Lite Bite Foods Pvt. Ltd. vs. Airports Authority of India [MANU/MH/3423/2019]: Bombay High Court
A brief on the unilateral appointment of the sole arbitrator by a person who is party to the dispute.
26. In summary, the legal principles are these:
(a)
An officer or employee of one party cannot be
the arbitrator or, upon eligibility, the person empowered to appoint an
arbitrator. This is the TRF Ltd. category or rule.
(b)
Where the arbitration clause provides for
nomination by each side, and for the appointment of an umpire by the two
nominee arbitrators, of a person from a panel:
(i)
that panel cannot be hand-picked by one side;
and
(ii)
it must be broad-based and inclusive, not
narrowly tailored to persons from a particular category. The opponent and the
two nominee arbitrators must have the plenitude of choice. This is the rule in
Voestalpine Schienen. Conceivably, a broad-based panel commonly agreed in the
contract by both sides would serve the purpose.

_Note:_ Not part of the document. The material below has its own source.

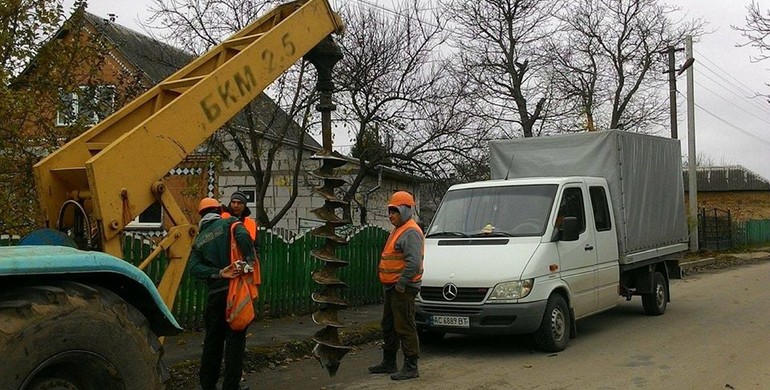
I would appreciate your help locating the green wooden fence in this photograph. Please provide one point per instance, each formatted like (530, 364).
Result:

A clause that confers on one party’s employee the sole right
to appoint an arbitrator, though that employee is himself not to the
arbitrator, is also not valid, and this is a logical and inescapable extension
of the TRF Ltd. doctrine. It makes no difference whether this power is to be
exercised by choosing from a panel or otherwise. This is the rule in Eastman
Perkins. The guiding principle is neutrality, independence, fairness and
transparency even in the arbitral-forum selection process.